This is a practice data analysis for comparison of Palmer Penguin Species and their features using R.
The initial step is to setup the environment for analysis by loading
the tidyverse
and palmerpenguins
packages.
library(tidyverse)
## ── Attaching packages ─────────────────────────────────────── tidyverse 1.3.1 ──
## ✔ ggplot2 3.3.6 ✔ purrr 0.3.4
## ✔ tibble 3.1.7 ✔ dplyr 1.0.10
## ✔ tidyr 1.2.0 ✔ stringr 1.4.0
## ✔ readr 2.1.2 ✔ forcats 0.5.1
## ── Conflicts ────────────────────────────────────────── tidyverse_conflicts() ──
## ✖ dplyr::filter() masks stats::filter()
## ✖ dplyr::lag() masks stats::lag()
library(palmerpenguins)
Now let’s get an overview of the ‘penguins’ dataset.
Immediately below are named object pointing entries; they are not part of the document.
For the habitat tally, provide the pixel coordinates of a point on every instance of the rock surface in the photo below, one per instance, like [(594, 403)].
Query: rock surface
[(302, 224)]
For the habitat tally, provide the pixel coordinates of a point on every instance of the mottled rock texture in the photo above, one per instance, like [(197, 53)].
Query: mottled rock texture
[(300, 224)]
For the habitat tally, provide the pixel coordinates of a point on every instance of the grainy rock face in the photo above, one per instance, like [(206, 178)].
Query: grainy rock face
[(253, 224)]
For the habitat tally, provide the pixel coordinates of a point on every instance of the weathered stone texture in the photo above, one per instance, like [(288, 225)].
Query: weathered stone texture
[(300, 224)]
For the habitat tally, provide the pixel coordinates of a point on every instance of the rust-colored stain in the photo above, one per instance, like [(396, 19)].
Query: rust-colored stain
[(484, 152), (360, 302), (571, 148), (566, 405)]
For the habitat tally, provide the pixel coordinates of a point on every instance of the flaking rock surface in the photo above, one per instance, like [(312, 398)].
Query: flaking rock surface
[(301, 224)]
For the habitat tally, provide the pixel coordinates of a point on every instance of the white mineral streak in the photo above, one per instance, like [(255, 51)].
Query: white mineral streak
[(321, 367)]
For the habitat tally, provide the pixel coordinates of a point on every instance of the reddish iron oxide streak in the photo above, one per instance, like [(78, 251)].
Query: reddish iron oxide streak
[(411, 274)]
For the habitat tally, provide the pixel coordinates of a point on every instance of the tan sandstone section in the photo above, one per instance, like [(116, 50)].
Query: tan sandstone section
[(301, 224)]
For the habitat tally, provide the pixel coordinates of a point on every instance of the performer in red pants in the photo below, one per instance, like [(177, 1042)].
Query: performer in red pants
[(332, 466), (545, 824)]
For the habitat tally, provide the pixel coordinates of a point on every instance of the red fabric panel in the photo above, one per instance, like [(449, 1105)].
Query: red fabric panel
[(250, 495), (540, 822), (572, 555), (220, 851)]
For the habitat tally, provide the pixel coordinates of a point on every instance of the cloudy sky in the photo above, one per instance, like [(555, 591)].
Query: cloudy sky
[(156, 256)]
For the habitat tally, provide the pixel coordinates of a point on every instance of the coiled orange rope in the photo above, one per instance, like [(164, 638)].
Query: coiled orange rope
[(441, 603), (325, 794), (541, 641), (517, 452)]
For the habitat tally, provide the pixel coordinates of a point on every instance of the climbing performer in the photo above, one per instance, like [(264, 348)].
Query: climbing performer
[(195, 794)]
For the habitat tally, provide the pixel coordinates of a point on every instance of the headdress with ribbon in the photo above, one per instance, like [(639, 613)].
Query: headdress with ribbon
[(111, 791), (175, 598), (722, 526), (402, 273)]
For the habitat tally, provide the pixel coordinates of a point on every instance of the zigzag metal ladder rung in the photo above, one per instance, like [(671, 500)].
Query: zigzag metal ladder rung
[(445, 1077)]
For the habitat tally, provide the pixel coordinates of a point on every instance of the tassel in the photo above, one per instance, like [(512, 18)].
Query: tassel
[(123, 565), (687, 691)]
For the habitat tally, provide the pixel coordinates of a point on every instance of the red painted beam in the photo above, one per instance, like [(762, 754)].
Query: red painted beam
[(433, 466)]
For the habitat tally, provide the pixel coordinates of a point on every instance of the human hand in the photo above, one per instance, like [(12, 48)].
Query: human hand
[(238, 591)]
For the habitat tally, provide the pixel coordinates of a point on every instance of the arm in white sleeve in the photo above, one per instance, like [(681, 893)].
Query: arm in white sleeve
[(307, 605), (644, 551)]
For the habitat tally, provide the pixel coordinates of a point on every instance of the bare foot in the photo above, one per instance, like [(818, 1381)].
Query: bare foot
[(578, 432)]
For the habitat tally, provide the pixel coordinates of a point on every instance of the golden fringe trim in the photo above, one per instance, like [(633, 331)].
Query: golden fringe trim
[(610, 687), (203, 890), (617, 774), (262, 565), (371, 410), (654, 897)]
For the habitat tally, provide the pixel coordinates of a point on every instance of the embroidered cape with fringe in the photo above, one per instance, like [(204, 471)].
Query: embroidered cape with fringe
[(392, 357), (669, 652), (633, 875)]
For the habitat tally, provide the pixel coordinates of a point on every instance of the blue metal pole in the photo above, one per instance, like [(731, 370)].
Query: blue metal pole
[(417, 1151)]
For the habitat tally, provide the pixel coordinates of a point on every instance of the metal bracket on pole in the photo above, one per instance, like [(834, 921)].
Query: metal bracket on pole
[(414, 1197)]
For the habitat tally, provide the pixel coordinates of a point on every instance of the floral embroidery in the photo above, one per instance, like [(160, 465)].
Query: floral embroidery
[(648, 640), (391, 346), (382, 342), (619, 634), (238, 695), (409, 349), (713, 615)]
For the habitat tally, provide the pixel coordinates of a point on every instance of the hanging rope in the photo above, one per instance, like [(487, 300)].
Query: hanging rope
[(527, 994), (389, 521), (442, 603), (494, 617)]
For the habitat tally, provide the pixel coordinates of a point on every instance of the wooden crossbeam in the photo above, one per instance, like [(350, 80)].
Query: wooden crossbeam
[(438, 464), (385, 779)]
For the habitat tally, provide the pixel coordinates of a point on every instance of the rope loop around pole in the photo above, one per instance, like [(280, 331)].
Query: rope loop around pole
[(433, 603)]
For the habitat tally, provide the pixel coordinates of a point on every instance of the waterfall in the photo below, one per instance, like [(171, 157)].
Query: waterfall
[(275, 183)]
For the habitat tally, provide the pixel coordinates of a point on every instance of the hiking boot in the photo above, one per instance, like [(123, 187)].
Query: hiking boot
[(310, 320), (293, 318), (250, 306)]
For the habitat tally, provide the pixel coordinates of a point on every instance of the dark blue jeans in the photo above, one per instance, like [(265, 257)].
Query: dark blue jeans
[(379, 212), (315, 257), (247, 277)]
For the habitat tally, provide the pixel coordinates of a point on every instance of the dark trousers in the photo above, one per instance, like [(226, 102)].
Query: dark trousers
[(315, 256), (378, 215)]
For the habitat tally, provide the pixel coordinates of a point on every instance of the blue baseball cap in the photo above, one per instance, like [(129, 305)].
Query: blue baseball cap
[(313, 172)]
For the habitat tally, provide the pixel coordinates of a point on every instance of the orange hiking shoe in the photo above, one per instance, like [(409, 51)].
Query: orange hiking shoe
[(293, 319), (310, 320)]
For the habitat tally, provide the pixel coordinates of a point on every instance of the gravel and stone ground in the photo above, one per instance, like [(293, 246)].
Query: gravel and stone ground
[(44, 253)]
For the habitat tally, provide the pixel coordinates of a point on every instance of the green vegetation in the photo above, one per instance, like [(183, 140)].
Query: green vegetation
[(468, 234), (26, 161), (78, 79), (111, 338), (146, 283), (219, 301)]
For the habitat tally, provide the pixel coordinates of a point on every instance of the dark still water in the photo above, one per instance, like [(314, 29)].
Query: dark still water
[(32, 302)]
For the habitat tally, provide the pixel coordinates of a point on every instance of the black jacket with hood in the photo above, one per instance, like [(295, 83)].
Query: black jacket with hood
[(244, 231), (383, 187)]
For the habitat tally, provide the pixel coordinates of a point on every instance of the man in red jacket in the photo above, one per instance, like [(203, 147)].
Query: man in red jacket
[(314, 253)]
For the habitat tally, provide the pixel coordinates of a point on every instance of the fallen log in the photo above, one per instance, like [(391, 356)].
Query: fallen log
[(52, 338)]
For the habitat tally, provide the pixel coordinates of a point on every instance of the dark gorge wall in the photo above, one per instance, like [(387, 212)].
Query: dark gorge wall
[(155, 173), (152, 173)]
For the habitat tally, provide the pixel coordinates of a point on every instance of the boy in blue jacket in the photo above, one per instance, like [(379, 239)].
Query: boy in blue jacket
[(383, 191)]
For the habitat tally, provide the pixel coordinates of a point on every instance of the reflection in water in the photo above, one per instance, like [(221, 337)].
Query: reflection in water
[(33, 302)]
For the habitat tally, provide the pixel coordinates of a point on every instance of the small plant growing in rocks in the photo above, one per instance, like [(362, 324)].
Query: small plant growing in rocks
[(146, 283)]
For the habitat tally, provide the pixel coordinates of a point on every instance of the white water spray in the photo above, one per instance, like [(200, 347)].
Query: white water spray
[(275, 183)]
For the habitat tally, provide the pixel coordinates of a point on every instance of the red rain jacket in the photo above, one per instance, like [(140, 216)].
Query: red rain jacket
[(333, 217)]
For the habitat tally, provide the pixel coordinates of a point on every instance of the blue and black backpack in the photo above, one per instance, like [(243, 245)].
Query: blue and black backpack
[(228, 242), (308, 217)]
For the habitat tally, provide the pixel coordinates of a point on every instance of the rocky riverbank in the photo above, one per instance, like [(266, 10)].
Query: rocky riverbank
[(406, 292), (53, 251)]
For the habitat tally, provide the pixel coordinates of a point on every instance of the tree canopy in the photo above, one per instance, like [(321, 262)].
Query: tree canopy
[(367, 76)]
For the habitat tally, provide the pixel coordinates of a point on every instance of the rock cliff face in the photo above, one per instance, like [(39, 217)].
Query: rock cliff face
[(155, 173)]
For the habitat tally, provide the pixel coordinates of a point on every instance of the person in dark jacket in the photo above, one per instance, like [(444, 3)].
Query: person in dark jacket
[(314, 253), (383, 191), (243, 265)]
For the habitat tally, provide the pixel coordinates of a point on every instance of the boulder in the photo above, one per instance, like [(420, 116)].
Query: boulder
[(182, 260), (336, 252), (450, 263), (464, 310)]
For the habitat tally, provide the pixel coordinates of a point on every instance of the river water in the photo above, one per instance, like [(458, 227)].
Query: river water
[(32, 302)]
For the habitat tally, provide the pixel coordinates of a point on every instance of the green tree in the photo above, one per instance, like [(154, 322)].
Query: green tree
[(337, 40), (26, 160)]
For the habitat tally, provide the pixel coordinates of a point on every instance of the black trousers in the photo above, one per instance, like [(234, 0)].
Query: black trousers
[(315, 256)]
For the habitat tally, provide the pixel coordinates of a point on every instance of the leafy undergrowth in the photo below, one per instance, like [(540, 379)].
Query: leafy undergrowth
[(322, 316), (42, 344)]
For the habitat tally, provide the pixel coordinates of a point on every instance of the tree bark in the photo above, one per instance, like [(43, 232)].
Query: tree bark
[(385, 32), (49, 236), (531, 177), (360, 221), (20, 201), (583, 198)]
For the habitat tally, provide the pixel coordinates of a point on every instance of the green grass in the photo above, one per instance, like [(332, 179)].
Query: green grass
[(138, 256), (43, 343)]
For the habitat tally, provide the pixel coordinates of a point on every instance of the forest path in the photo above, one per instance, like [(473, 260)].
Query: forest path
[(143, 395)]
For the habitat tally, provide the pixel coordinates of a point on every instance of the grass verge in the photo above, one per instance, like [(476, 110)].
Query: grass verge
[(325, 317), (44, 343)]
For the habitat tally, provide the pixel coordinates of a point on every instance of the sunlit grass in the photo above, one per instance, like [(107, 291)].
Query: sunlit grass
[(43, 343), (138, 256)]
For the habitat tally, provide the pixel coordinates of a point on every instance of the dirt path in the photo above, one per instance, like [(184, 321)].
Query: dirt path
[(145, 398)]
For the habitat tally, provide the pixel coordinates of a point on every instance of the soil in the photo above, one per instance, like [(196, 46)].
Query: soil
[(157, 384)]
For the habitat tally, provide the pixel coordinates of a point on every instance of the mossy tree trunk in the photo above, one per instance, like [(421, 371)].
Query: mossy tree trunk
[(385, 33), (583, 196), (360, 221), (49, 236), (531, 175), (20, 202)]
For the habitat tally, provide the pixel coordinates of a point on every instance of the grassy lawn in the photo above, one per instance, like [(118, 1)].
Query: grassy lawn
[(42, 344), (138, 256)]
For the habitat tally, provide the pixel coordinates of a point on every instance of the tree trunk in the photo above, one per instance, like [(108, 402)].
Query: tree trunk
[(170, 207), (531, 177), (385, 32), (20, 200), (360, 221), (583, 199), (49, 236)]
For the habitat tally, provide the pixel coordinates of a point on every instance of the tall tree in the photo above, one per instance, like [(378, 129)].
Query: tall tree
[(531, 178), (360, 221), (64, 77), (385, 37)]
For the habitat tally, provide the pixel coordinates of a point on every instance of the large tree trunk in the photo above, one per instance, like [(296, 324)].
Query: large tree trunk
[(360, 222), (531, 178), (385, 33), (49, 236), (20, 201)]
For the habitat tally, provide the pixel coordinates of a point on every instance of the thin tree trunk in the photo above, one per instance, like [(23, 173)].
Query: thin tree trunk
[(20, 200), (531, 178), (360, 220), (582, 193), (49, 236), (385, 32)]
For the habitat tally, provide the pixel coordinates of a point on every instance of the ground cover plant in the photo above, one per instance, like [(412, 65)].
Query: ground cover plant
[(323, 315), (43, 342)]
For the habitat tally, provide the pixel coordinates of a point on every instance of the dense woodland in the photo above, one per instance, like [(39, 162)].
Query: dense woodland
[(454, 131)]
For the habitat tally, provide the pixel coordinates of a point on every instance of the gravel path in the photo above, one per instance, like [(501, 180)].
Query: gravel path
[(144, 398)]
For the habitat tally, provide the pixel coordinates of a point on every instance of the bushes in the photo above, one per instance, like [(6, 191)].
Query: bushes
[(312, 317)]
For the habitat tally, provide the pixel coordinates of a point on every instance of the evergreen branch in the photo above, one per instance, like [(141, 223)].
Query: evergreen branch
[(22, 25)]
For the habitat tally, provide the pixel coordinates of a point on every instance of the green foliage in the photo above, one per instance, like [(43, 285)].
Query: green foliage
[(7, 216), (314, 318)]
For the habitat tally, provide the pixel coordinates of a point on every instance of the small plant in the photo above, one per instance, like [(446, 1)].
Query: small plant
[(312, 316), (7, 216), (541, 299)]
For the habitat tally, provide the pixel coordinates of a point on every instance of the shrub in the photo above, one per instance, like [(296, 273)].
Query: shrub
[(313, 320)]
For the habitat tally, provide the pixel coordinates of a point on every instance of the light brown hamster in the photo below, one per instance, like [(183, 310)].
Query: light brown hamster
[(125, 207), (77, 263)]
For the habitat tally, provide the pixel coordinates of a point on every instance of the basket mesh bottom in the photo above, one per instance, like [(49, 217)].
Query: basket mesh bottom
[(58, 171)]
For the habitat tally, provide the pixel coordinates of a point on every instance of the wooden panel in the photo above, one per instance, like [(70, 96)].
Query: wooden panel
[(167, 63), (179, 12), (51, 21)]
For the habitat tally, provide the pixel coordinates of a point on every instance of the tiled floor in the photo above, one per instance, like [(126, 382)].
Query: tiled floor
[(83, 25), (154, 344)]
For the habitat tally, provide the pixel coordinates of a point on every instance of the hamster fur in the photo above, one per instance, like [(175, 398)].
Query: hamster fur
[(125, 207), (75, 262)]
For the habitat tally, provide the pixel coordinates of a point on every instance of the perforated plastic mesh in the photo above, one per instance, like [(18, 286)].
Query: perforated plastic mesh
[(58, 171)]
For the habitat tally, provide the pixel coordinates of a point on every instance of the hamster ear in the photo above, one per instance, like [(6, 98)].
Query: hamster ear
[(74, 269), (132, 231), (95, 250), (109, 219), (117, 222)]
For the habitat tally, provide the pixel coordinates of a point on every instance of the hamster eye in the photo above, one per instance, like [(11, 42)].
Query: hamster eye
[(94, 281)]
For that we can
use str()
and head()
functions.
This will the datatypes and the column names along with other details.
str(penguins)
## tibble [344 × 8] (S3: tbl_df/tbl/data.frame)
## $ species : Factor w/ 3 levels "Adelie","Chinstrap",..: 1 1 1 1 1 1 1 1 1 1 ...
## $ island : Factor w/ 3 levels "Biscoe","Dream",..: 3 3 3 3 3 3 3 3 3 3 ...
## $ bill_length_mm : num [1:344] 39.1 39.5 40.3 NA 36.7 39.3 38.9 39.2 34.1 42 ...
## $ bill_depth_mm : num [1:344] 18.7 17.4 18 NA 19.3 20.6 17.8 19.6 18.1 20.2 ...
## $ flipper_length_mm: int [1:344] 181 186 195 NA 193 190 181 195 193 190 ...
## $ body_mass_g : int [1:344] 3750 3800 3250 NA 3450 3650 3625 4675 3475 4250 ...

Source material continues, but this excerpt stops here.